Matt Ryan completed 18 of 26 passes for 220 yards and the highlight of his night was a third-quarter touchdown pass to Roddy White. The 20-yard pass was perfectly thrown into the corner of the end zone and White made the catch despite strong coverage. Ryan also hit Julio Jones on a 49-yard pass in the first half.

Turner and Rodgers didn’t get a lot of opportunities on the ground, but both were involved in the passing game. Turner, who isn’t known as a big receiving threat, had three catches for 36 yards and Rodgers had one catch for 18 yards.

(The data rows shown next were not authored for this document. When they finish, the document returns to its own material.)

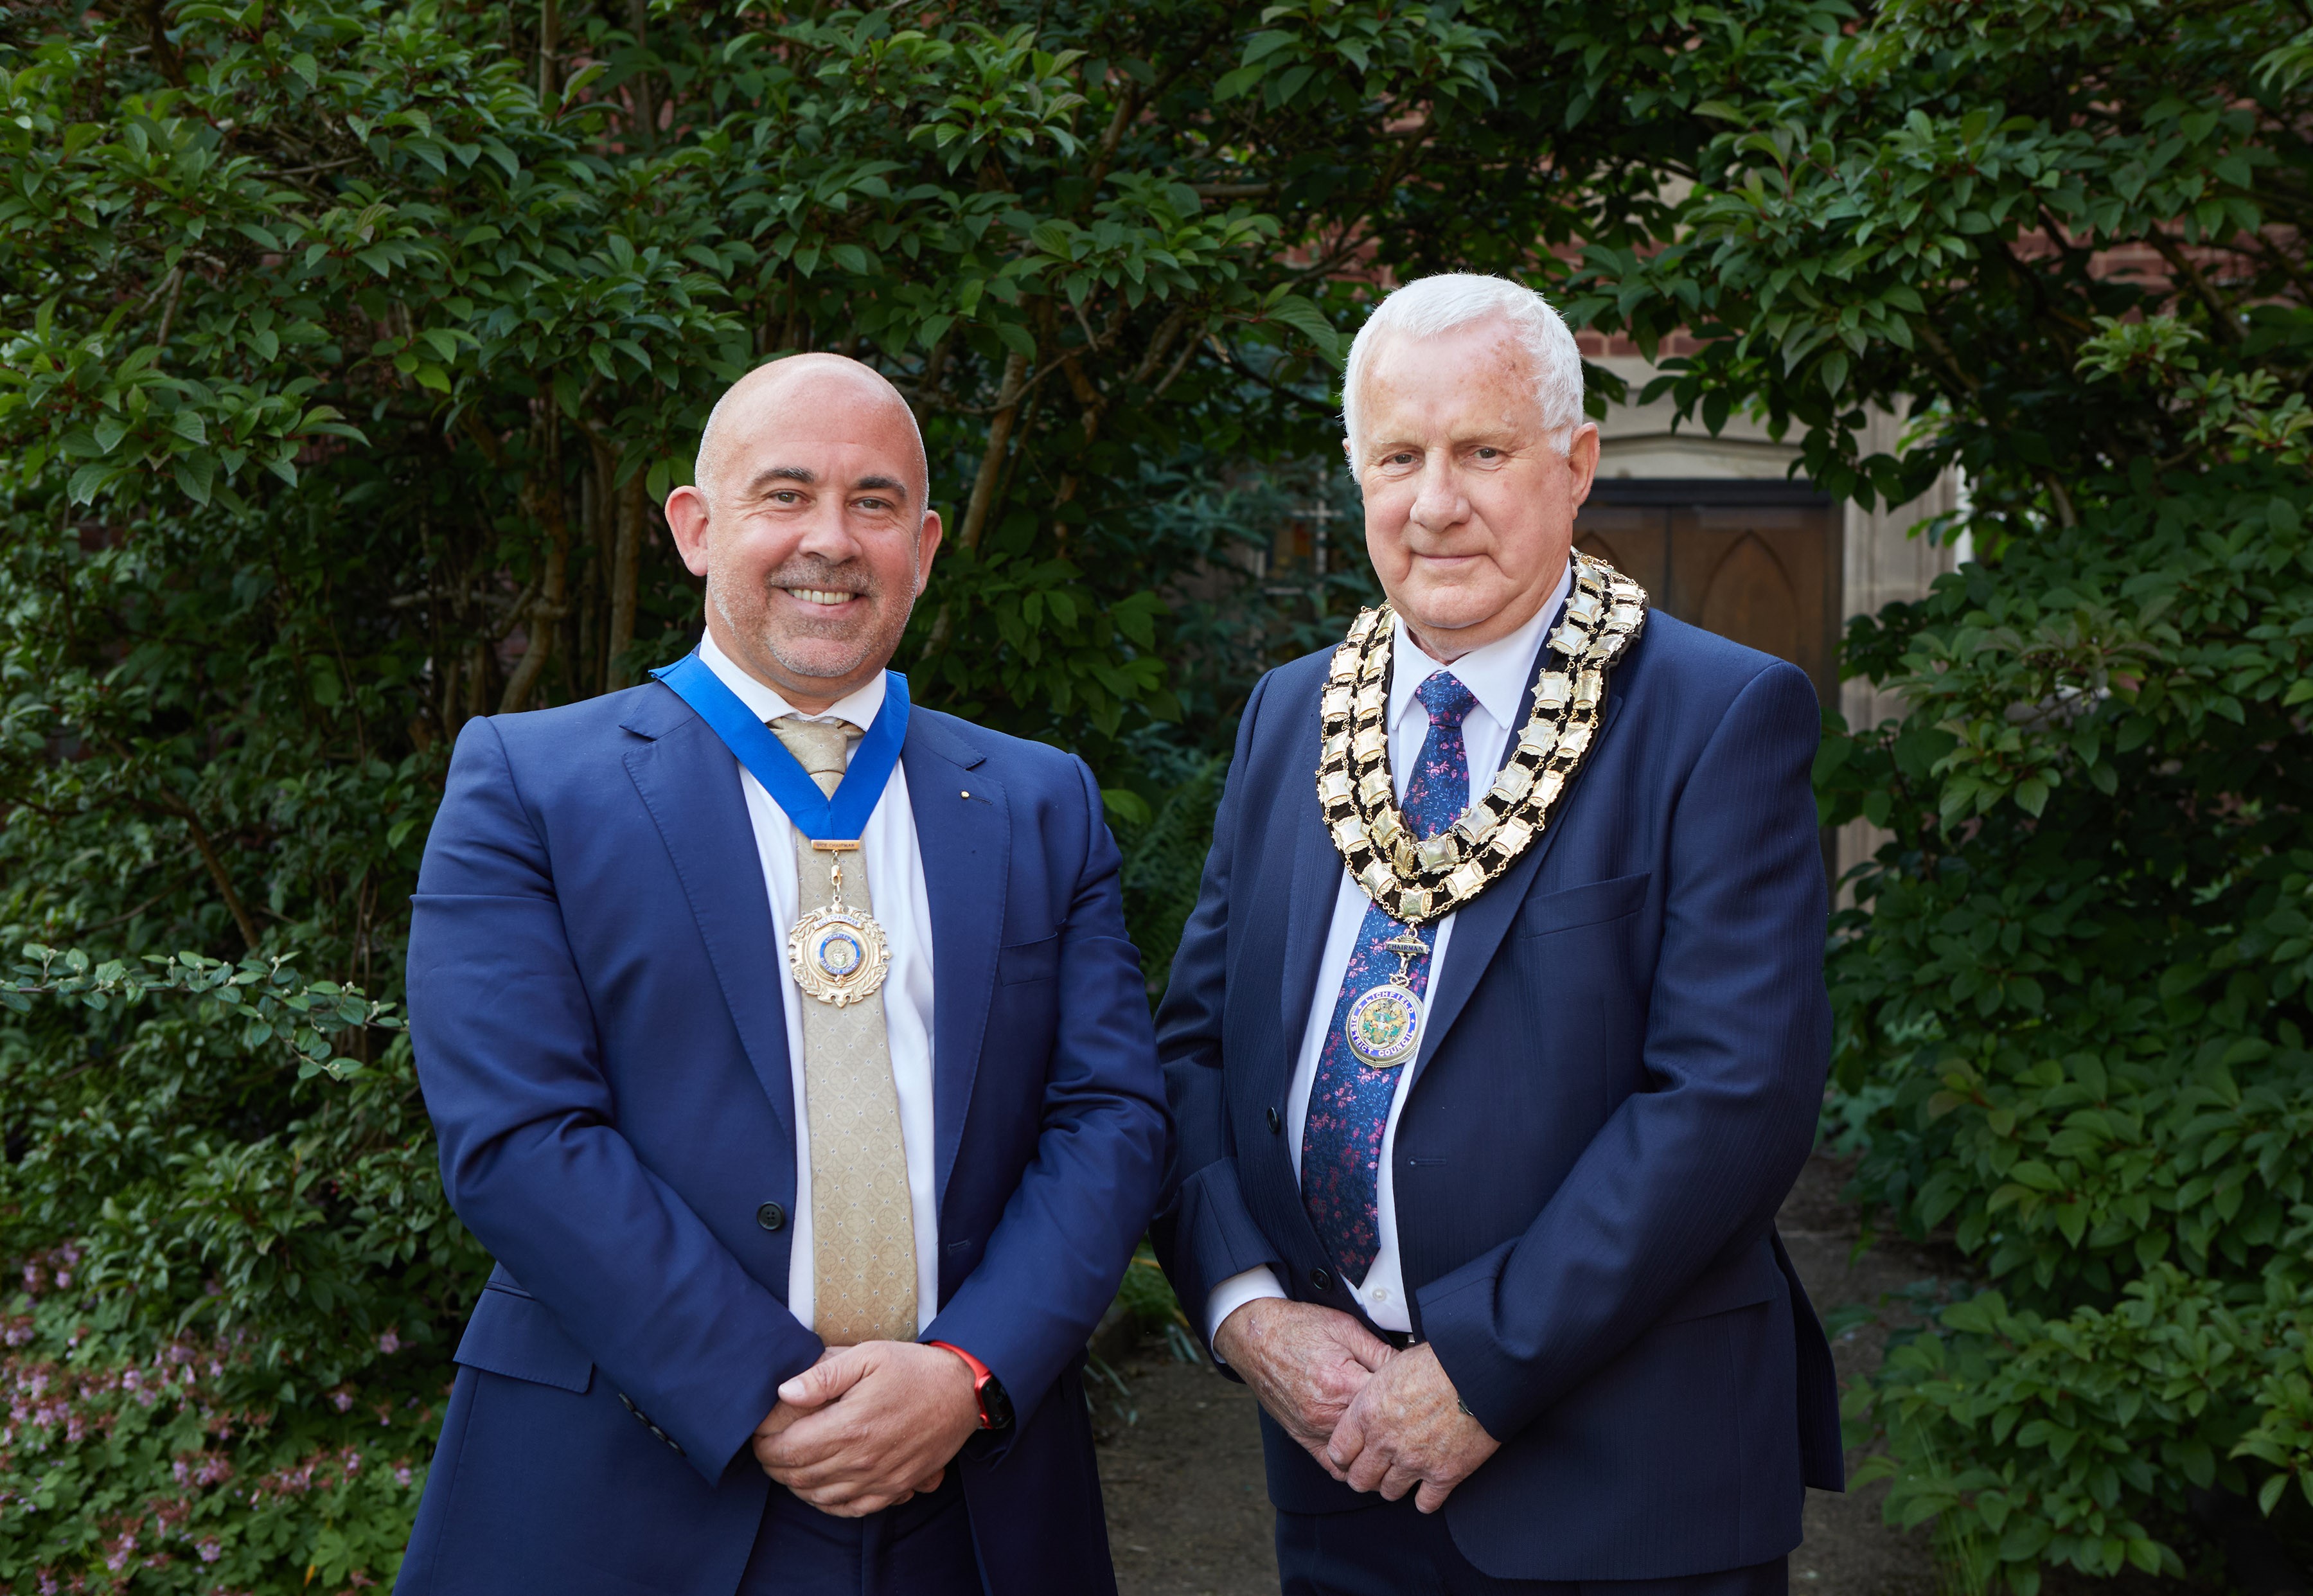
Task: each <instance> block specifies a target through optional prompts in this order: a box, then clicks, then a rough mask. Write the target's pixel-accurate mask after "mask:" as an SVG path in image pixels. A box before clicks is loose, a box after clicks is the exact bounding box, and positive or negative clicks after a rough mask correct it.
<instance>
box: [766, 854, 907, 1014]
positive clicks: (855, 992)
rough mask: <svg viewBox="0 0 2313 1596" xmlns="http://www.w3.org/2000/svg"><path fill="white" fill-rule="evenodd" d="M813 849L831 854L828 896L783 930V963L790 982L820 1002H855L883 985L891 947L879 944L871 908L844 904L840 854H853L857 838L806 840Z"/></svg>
mask: <svg viewBox="0 0 2313 1596" xmlns="http://www.w3.org/2000/svg"><path fill="white" fill-rule="evenodd" d="M812 847H814V849H819V851H823V854H833V856H835V858H833V860H830V865H833V870H830V872H828V891H830V902H828V907H826V909H812V911H810V914H805V916H800V918H798V921H796V925H793V928H791V930H789V932H786V967H789V969H791V971H793V976H796V985H798V988H803V990H805V992H807V995H810V997H816V999H819V1002H823V1004H835V1006H837V1008H842V1006H844V1004H860V1002H867V999H870V997H874V995H877V992H881V990H884V976H886V974H891V948H888V946H886V944H884V928H881V925H877V923H874V916H872V914H863V911H860V909H851V907H849V904H844V860H842V856H844V854H856V851H858V842H819V840H814V842H812Z"/></svg>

Some other observations on the Falcons:
  • Atlanta’s first-team offense also had a pretty strong outing. After allowing Reggie Bush to gain 18 yards on his first carry, the Falcons did a nice job against the run. Cornerback Dunta Robinson and Kroy Biermann each tackled Bush for losses early in the game and cornerback Asante Samuel stopped him for no gain on a third down to force the Dolphins to punt. The pass defense did a pretty nice job against rookie quarterback Ryan Tannehill, who completed 11 of 27 passes for 112 yards.
  • The defensive highlight of the night was an interception by safety Thomas DeCoud in the first quarter. It came on a Tannehill pass that was tipped by linebacker Sean Weatherspoon and the interception led to an Atlanta field goal.
  • Rookie left tackle Lamar Holmes got his first playing time of the preseason in the second half and promptly was called for a false start. Once again, I don’t think Holmes is an immediate threat to beat out Sam Baker for the starting job.
  • Rookie quarterback Dominique Davis continued his bid to make the team with a gorgeous 39-yard touchdown pass to Tim Toone in the fourth quarter.
  • Oh, by the way, preseason results don’t matter. But this one had some significance. The win snapped Atlanta’s seven-game preseason losing streak, which had been the longest active losing streak in the NFL.